Ach ja, Bonuspunkte für die Deutsche Dialogregie, die haben für den Film auch einen aufgetan der halt Original so klingt wie Harrison Ford in Indiana Jones und ANH


----------



## MichaelG (17. Juli 2020)

Enisra schrieb:


> das ist Falsch
> der Film war kein Flopp, er hat nur zu viel gekostet, was ja kein Problem des Films ist
> Menst das Hater den als schlecht bezeichnet haben *OHNE *den gesehen zu haben



Dadurch wird er (mit) zum Flop. Weil die Rechnung ist: Produktionskosten ab mal 4 ist Erfolg. Weil grob gerechnet die Produktionskostenhöhe noch einmal in Dinge wie Werbung/Marketing fließt.

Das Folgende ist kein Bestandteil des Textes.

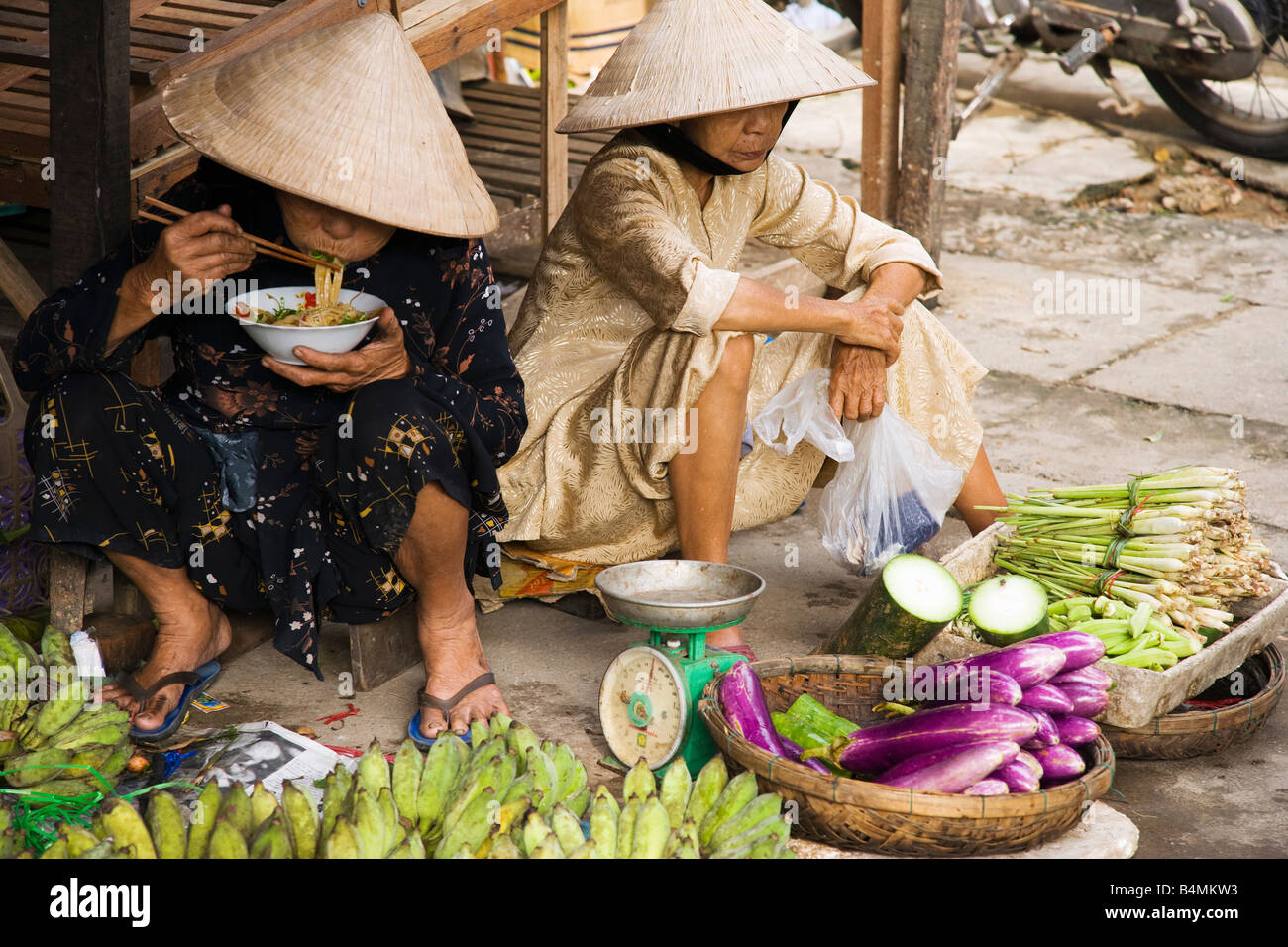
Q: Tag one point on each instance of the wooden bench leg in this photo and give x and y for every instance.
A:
(381, 650)
(67, 574)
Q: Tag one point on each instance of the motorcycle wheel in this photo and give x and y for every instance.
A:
(1248, 116)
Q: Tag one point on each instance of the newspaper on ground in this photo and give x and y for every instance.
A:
(266, 751)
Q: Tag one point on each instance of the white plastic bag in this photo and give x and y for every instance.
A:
(890, 499)
(803, 412)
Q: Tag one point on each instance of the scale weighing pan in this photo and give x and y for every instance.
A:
(649, 690)
(679, 592)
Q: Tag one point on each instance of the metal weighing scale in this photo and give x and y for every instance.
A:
(649, 690)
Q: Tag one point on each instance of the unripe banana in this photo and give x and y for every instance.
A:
(127, 827)
(472, 828)
(603, 822)
(520, 740)
(303, 817)
(652, 830)
(373, 770)
(406, 780)
(500, 724)
(626, 827)
(706, 789)
(442, 764)
(263, 805)
(677, 787)
(739, 791)
(639, 783)
(767, 805)
(535, 831)
(204, 814)
(503, 847)
(343, 841)
(235, 808)
(548, 848)
(166, 826)
(567, 828)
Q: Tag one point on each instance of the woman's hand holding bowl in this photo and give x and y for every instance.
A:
(384, 357)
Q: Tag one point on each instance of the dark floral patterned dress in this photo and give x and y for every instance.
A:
(271, 495)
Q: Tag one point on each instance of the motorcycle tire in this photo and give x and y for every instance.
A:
(1210, 115)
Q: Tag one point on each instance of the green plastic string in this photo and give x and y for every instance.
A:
(38, 815)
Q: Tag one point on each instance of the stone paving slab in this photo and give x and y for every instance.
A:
(1236, 367)
(1055, 325)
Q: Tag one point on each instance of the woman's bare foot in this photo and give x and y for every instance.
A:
(189, 634)
(454, 657)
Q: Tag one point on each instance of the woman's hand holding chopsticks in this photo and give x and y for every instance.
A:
(206, 247)
(384, 357)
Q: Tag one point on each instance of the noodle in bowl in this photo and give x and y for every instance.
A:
(320, 328)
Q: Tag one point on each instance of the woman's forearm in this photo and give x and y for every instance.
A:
(756, 307)
(133, 307)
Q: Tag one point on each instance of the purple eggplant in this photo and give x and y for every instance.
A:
(1087, 701)
(1047, 733)
(1018, 776)
(743, 702)
(1046, 697)
(1076, 731)
(957, 772)
(1059, 763)
(876, 749)
(1029, 761)
(1080, 647)
(1028, 663)
(1085, 677)
(944, 753)
(794, 751)
(956, 684)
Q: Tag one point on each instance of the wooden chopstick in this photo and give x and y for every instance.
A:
(265, 247)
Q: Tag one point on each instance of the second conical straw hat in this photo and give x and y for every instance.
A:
(344, 115)
(697, 56)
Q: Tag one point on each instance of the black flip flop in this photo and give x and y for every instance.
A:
(193, 682)
(446, 707)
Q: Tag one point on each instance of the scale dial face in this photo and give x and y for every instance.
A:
(644, 706)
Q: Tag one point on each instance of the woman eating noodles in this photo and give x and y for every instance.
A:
(343, 487)
(636, 308)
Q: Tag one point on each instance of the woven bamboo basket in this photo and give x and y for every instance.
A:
(1201, 732)
(853, 813)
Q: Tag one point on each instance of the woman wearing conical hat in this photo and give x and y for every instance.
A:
(636, 315)
(343, 487)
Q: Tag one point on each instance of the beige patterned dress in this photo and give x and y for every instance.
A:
(617, 324)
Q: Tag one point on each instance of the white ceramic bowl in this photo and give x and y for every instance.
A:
(279, 341)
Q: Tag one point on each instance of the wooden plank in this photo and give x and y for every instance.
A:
(554, 107)
(288, 18)
(880, 150)
(29, 53)
(65, 586)
(382, 650)
(140, 8)
(452, 31)
(930, 80)
(149, 127)
(89, 93)
(185, 20)
(24, 292)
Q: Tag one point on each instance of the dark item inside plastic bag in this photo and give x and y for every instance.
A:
(890, 499)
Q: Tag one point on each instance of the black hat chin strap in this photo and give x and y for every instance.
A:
(673, 141)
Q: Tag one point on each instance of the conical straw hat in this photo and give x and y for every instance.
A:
(698, 56)
(346, 116)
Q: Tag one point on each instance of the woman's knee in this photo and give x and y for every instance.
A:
(738, 355)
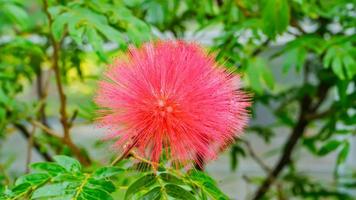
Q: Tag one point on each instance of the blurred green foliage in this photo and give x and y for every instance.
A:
(48, 45)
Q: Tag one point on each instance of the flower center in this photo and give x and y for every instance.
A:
(164, 107)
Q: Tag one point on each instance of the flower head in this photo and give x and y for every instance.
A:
(171, 97)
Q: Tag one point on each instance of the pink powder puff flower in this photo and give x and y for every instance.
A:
(172, 97)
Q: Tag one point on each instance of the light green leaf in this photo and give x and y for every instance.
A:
(276, 17)
(154, 194)
(33, 179)
(95, 194)
(96, 41)
(58, 25)
(70, 164)
(112, 34)
(169, 178)
(15, 13)
(106, 172)
(341, 158)
(337, 67)
(207, 184)
(53, 190)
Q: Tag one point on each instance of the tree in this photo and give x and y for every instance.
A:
(45, 40)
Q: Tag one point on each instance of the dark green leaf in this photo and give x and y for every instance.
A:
(33, 179)
(178, 192)
(329, 147)
(51, 168)
(170, 178)
(154, 194)
(142, 183)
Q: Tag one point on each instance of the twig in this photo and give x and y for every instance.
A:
(255, 157)
(125, 154)
(29, 148)
(297, 133)
(62, 97)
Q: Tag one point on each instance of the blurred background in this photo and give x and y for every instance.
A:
(297, 58)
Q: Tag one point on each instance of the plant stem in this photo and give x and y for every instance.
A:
(62, 97)
(306, 108)
(29, 148)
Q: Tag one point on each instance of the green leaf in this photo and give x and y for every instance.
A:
(101, 184)
(207, 184)
(178, 192)
(58, 25)
(337, 67)
(142, 183)
(15, 13)
(106, 172)
(51, 168)
(276, 17)
(96, 42)
(343, 153)
(154, 194)
(95, 194)
(20, 189)
(76, 33)
(329, 147)
(70, 164)
(258, 73)
(53, 190)
(169, 178)
(33, 179)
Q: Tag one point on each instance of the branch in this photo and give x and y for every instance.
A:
(62, 97)
(306, 108)
(45, 155)
(255, 157)
(29, 148)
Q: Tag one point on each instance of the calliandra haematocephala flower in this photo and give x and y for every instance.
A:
(171, 97)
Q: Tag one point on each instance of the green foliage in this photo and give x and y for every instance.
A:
(296, 57)
(63, 179)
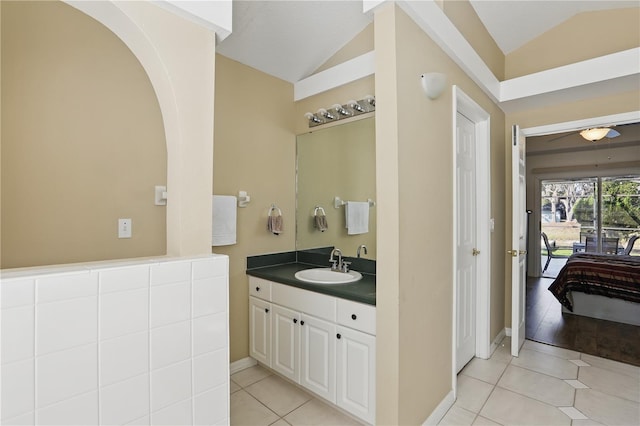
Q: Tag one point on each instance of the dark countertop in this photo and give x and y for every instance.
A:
(363, 291)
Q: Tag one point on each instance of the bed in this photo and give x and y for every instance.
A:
(600, 286)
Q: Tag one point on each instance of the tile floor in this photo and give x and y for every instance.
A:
(259, 397)
(546, 385)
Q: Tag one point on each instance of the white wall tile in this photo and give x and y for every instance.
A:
(28, 419)
(209, 296)
(177, 414)
(17, 292)
(170, 303)
(170, 272)
(16, 380)
(210, 267)
(80, 410)
(170, 385)
(66, 286)
(17, 334)
(142, 421)
(211, 407)
(209, 333)
(62, 375)
(210, 370)
(142, 315)
(63, 325)
(170, 344)
(125, 401)
(123, 279)
(123, 313)
(124, 357)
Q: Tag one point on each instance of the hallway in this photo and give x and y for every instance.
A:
(545, 385)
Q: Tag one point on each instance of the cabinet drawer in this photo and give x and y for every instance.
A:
(316, 304)
(260, 288)
(356, 315)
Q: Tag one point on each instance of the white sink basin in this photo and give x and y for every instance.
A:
(327, 276)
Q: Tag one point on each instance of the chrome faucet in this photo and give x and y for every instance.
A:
(336, 265)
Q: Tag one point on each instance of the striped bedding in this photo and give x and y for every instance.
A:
(601, 274)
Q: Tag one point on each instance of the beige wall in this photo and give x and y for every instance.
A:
(359, 45)
(336, 161)
(256, 123)
(83, 142)
(464, 17)
(585, 36)
(415, 169)
(254, 151)
(559, 113)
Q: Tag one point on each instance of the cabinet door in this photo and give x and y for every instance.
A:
(286, 342)
(318, 346)
(356, 353)
(260, 330)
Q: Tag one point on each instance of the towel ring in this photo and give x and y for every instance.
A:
(276, 209)
(315, 211)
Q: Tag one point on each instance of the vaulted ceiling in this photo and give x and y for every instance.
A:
(291, 39)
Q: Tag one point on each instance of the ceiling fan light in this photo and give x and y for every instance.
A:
(595, 134)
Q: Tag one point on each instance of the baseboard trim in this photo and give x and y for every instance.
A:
(440, 410)
(241, 364)
(498, 339)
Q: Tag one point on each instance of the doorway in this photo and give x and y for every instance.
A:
(549, 170)
(472, 238)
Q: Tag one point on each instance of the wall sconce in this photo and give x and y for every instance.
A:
(341, 110)
(326, 114)
(433, 84)
(355, 106)
(596, 133)
(371, 100)
(312, 118)
(338, 112)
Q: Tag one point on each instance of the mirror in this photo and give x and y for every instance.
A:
(337, 161)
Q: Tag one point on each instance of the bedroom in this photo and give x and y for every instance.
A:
(564, 161)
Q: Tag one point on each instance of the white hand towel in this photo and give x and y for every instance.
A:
(357, 217)
(224, 220)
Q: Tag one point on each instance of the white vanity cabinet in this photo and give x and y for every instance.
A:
(324, 343)
(285, 349)
(260, 326)
(356, 363)
(318, 352)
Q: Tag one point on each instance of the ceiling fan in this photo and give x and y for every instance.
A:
(597, 133)
(592, 134)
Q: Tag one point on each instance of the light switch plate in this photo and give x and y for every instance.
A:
(124, 228)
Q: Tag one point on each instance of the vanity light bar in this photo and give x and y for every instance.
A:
(338, 112)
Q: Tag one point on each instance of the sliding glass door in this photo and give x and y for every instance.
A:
(590, 214)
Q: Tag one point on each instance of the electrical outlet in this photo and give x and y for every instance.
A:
(124, 228)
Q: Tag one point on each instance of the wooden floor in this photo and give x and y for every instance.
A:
(545, 323)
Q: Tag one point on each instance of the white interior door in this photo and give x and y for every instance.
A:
(518, 249)
(466, 251)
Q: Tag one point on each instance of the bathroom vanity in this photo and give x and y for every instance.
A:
(320, 336)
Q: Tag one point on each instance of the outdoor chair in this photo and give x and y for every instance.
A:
(609, 245)
(630, 243)
(550, 252)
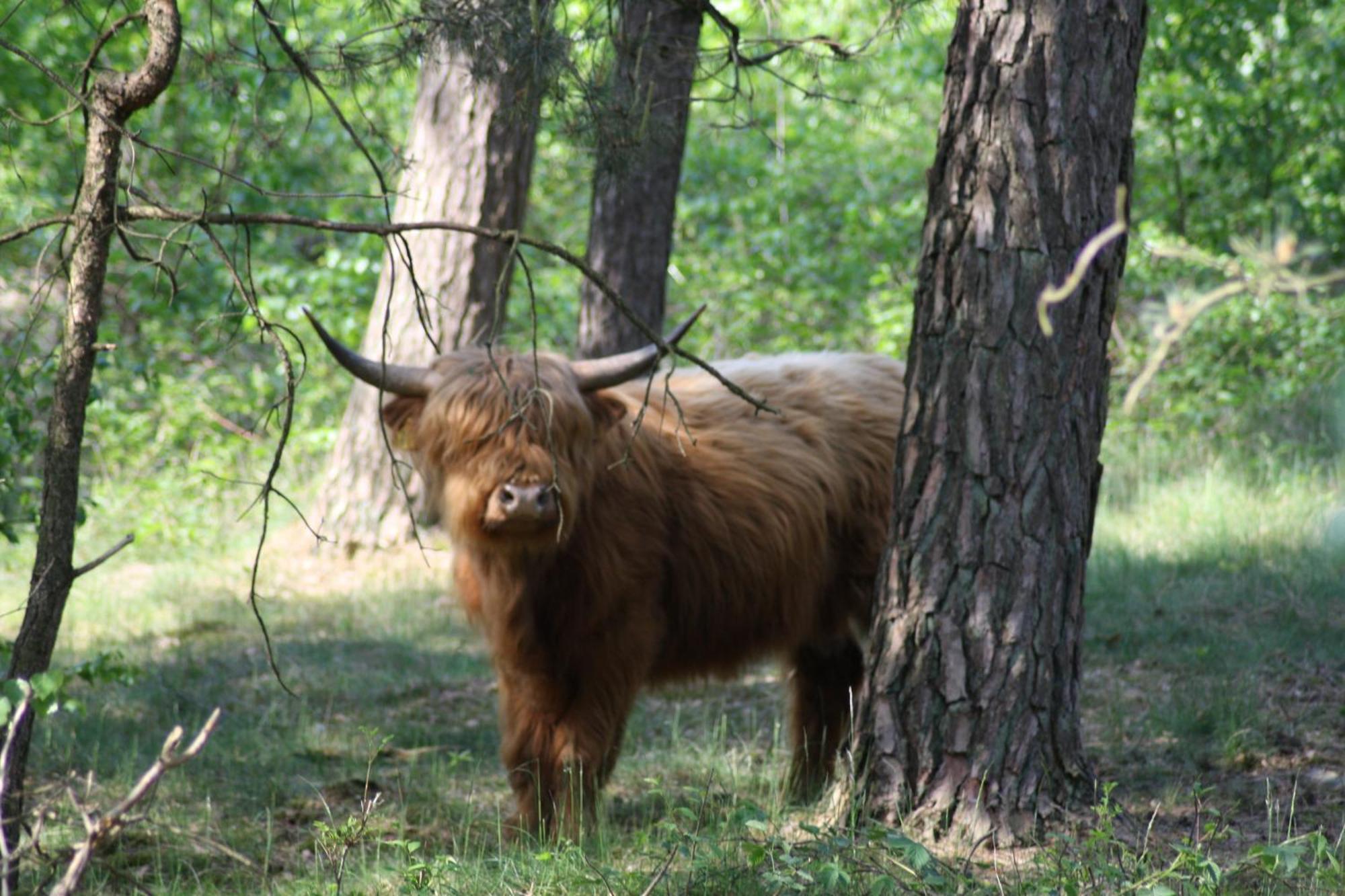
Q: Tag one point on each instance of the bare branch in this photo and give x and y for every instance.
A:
(6, 758)
(158, 213)
(111, 822)
(313, 79)
(1055, 295)
(104, 557)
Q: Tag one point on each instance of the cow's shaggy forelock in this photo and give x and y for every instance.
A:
(504, 420)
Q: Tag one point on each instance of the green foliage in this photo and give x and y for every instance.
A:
(1238, 139)
(50, 692)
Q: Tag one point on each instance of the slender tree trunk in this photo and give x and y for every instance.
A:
(114, 99)
(471, 158)
(640, 163)
(970, 719)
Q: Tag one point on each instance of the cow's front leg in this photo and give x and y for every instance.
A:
(559, 747)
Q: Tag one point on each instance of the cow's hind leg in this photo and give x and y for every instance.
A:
(825, 676)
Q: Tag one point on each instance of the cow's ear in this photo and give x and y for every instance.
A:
(400, 415)
(607, 409)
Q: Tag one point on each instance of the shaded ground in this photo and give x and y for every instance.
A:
(1215, 665)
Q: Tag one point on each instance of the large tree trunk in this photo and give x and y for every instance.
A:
(471, 158)
(970, 719)
(112, 101)
(640, 163)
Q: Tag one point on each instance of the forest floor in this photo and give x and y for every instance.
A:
(1214, 681)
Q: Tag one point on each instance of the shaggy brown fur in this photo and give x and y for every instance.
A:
(676, 556)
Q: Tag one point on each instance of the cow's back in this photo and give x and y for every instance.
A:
(777, 520)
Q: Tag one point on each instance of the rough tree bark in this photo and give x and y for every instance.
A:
(471, 158)
(112, 100)
(970, 719)
(640, 163)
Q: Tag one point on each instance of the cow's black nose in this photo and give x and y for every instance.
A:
(523, 503)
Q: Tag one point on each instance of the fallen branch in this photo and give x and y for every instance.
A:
(110, 823)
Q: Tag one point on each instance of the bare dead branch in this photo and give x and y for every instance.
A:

Demzufolge haben die Produktionskosten einen großen Anteil/Wahrscheinlichkeit an einem wirtschaftlichen Erfolg. Weil je teurer ein Film ist desto schwieriger wird es das entsprechende Geld einzuspielen. Klar ein gewisses Grundbudget braucht man. Gute Schauspieler verlangen entsprechende Gehälter, Technik, Spezialeffekte schlucken Geld, Regisseure und Storywriter arbeiten auch nicht kostenlos. Das ist schon alles klar. Aber wenn ein Film durch teure Gagen und überteuerte Effekte, Drehzeitüberschreitungen etc. statt 100  Mio 250 Mio kostet wird es erheblich schwieriger nach der Formel das Geld einzuspielen. Bei 100 Mio sind es 400 Mio die reinkommen müßten, bei 250 Mio schon 1 Mrd.

Und wenn dann noch Fans von der Main-Trilogie enttäuscht aus dem Kino gehen, leidet dann der nächste Film in dem Franchise halt auch darunter was die Sache für diesen auch nicht erleichtert. Deswegen ist der Film kein Flop in dem Sinne aber entspricht wirtschaftlich halt nicht den Erwartungen.


----------



## ego1899 (17. Juli 2020)

Riesenhummel schrieb:


> Alden Ehrenreich sagt genau: "“I’ve heard soooome stuff, but nothing concrete….I had to like, dust off my old Star Wars answers.”
> Also wenn schon zitieren, dann auch richtig. Danke.
> 
> Und in den Clone Wars wurde Crimson Dawn eingeführt. Das deutet für mich schon in eine gewisse richtug.
> ...



Das kannst du gerne an den Autor des Artikels von StarWarsNewsNet.com weiterreichen. Denn im von mir verlinkten Original-Interview, welches dort als Quelle angegeben wurde, ist nichts dergleichen zu finden. Daher habe ich es auch nicht zitiert. 




			Dieser Inhalt steht nur eingeloggten Mitgliedern zur Verfügung.


----------



## solidus246 (18. Juli 2020)

Enisra schrieb:


> ganz Einfach Clickbait
> mich wundert es nicht dass es nicht auch eine "News" gegeben hat zum George Lucas Cut, immerhin ist die Faktenlage dazu ähnlich hoch



Ist hier auf PC Games normal geworden.. ziemlich traurig, das man hier so deutlich verarscht wird. Würde mich nicht wundern, wenn hier eines Tages keiner mehr was postet.


----------